No, DAAD, GKS, CSC, Turkiye Burslari, Commonwealth, Chevening, and Erasmus Mundus do not require publications. Focus on other profile elements unless applying for Gates Cambridge, Vanier, or top US PhD programs.
Q: How long does it take to get published?
Journal articles: 6–18 months. Conference papers: 4–8 months. Preprints: 1–2 days. Converting a thesis chapter to a submitted manuscript: 3–6 months.
Q: Does a preprint count as a publication?
For most scholarship applications, yes. A preprint with a DOI on arXiv, SSRN, or bioRxiv demonstrates research output.
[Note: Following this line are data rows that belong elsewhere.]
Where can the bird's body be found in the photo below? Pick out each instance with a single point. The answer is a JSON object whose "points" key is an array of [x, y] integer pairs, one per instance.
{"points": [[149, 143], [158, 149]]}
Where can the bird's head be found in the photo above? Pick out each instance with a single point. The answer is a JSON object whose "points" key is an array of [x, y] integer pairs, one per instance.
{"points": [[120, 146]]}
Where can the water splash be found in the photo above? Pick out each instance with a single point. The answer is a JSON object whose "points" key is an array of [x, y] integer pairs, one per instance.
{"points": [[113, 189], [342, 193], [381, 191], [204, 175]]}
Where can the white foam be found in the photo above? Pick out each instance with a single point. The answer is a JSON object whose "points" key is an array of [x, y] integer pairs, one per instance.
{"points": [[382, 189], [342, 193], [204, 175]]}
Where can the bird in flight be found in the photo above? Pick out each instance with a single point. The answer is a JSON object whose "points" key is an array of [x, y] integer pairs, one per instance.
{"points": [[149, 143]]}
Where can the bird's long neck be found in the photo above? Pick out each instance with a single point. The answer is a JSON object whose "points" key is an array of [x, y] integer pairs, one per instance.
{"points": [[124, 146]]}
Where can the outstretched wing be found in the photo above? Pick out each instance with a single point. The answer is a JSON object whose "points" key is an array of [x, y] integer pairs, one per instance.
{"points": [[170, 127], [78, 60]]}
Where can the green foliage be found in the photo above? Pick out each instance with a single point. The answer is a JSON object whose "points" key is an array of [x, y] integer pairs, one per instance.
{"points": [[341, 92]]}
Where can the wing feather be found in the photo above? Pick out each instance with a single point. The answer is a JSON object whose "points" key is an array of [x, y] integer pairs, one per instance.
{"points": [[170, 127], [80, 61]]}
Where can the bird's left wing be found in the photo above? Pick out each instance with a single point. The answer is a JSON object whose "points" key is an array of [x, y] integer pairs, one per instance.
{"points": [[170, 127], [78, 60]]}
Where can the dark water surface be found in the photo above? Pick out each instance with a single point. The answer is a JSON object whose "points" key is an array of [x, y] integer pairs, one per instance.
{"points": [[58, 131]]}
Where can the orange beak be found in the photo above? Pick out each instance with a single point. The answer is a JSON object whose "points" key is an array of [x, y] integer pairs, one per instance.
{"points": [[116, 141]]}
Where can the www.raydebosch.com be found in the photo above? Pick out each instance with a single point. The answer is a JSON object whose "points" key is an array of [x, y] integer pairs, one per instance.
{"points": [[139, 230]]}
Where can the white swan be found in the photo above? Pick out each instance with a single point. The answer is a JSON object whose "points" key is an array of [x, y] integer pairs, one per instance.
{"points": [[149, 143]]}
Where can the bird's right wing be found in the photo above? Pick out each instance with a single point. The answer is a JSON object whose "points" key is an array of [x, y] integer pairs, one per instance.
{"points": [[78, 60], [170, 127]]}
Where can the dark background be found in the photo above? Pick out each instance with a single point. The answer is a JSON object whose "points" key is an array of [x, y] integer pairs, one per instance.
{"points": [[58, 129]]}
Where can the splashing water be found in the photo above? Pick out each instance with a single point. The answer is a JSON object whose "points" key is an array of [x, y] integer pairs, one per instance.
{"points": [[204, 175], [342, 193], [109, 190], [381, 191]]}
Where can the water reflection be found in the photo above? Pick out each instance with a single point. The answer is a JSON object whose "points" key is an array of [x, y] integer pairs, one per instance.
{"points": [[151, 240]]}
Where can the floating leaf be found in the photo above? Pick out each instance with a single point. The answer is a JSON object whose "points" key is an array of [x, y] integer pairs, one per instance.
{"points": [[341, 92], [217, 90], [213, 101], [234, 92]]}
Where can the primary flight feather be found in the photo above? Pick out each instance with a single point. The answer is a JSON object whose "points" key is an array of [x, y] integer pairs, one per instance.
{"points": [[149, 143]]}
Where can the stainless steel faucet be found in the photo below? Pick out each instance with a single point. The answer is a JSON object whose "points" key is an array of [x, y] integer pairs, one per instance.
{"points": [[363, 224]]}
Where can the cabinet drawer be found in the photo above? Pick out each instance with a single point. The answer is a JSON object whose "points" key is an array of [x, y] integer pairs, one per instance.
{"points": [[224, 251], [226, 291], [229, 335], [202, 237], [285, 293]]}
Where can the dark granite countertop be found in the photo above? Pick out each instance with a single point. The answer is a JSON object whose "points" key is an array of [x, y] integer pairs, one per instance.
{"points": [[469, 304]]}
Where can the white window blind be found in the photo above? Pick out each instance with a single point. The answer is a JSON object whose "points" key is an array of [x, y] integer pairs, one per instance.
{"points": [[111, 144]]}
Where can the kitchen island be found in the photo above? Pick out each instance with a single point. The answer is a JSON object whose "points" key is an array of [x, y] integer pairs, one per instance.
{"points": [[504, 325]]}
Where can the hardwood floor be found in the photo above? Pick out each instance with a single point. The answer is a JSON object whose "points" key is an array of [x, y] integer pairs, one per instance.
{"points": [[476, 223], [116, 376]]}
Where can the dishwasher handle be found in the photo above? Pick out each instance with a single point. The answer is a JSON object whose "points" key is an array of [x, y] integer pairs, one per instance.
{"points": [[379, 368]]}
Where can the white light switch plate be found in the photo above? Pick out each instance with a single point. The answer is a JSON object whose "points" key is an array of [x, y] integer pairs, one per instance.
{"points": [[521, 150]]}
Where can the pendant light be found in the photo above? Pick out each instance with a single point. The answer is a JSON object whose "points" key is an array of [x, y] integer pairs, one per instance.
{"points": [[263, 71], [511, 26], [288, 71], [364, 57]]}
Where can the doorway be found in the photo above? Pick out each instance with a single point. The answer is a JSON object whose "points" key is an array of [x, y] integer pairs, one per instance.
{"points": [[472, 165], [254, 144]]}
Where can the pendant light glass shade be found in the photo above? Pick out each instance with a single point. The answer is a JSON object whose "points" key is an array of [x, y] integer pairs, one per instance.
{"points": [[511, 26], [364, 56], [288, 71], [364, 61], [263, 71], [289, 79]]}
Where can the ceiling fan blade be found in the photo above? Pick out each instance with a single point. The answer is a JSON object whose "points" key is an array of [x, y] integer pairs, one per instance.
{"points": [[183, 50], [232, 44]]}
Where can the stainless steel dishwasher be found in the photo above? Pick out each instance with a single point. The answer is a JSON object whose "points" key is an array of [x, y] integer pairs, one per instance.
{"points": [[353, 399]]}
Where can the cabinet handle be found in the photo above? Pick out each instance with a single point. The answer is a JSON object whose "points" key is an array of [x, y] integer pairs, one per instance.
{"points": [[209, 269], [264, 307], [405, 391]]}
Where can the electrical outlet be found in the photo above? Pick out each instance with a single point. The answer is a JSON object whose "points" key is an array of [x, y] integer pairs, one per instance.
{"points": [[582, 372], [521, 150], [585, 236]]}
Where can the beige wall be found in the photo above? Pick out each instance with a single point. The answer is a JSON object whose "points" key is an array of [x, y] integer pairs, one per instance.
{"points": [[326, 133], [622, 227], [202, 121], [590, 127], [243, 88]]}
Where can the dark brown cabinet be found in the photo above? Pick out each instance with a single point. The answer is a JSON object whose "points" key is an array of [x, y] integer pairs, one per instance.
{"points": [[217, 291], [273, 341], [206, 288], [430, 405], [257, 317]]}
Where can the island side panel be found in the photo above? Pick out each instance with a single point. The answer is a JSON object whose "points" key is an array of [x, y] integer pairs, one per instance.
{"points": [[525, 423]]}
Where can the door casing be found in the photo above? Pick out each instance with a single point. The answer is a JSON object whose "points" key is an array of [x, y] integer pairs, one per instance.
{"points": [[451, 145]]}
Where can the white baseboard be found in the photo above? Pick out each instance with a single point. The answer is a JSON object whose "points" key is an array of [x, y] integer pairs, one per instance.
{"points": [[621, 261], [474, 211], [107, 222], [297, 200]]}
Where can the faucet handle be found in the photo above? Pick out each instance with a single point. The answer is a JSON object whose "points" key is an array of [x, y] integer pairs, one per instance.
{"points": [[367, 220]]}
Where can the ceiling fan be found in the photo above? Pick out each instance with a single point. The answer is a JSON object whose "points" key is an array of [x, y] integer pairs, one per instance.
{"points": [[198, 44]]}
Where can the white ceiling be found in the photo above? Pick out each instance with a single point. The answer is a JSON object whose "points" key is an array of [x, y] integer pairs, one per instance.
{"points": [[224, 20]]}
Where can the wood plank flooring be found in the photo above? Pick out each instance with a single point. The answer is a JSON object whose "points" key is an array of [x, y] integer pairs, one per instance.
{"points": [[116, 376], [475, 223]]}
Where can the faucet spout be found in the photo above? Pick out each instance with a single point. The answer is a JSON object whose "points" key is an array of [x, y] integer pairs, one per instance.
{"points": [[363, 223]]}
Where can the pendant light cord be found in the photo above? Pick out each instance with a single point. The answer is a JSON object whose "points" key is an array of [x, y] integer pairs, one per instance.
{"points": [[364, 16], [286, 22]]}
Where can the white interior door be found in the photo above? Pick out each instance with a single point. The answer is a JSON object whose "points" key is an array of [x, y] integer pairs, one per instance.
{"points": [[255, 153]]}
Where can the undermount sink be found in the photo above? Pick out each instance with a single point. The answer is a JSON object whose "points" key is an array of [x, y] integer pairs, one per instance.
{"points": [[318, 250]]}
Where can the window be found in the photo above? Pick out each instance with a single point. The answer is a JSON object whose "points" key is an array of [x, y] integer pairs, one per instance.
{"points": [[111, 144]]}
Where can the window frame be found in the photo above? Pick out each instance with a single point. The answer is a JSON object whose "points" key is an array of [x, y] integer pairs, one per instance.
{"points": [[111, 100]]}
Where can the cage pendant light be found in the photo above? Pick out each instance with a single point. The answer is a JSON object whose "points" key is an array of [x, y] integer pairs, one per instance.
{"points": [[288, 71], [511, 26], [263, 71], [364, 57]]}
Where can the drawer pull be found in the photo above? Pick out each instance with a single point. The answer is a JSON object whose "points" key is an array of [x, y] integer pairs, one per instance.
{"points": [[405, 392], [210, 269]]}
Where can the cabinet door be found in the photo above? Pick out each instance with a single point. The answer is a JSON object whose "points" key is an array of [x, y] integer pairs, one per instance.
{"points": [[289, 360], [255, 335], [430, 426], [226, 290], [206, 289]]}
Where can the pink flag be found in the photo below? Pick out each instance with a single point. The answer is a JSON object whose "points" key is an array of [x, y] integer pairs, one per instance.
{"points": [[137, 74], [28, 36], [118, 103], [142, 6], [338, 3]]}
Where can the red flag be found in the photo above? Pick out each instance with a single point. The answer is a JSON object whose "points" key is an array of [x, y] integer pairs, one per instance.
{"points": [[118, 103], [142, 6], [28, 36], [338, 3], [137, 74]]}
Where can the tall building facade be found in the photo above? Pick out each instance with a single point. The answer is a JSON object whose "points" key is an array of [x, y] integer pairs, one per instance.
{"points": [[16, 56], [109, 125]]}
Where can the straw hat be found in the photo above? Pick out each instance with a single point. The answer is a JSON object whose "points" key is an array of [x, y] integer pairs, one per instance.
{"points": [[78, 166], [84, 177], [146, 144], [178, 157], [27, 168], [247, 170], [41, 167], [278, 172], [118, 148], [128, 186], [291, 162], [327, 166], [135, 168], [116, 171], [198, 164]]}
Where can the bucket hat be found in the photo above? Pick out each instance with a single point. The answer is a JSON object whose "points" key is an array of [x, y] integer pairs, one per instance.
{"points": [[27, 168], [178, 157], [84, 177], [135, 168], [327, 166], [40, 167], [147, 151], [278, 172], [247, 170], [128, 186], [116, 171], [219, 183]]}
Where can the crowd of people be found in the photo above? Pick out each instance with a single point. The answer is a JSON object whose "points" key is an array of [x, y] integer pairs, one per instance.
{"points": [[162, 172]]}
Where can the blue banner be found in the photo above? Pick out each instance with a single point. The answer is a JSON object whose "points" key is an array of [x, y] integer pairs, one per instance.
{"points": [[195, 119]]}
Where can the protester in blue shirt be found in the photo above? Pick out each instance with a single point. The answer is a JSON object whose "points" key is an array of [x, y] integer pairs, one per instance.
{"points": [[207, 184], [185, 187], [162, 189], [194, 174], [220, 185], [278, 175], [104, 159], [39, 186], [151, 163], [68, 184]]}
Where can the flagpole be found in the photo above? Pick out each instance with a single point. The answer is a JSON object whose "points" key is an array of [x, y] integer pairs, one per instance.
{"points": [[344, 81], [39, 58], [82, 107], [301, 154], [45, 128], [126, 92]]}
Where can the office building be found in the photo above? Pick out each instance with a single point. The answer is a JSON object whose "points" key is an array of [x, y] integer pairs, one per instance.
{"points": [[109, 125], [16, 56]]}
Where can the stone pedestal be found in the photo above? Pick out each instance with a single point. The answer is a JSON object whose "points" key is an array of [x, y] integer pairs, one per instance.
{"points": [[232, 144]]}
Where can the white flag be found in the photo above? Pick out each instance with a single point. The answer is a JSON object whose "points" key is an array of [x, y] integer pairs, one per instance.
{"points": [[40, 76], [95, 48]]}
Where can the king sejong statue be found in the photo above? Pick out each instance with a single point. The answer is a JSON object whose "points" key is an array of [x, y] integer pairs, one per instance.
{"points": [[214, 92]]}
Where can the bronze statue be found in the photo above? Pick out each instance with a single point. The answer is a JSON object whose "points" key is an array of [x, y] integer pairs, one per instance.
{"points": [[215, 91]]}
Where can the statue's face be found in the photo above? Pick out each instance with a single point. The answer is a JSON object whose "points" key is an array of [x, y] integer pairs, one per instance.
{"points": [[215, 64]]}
List it as “under peer review” in your CV.
Q: Should I self-publish or use a blog?
No, blog posts and self-published work are not academic publications and do not count for scholarships. Only peer-reviewed journals, indexed conference proceedings, and recognized preprint servers count.
Q: Is it okay to publish from my undergraduate thesis?
Yes, undergraduate thesis research is a completely legitimate source for academic publications. Work with your thesis supervisor as co-author.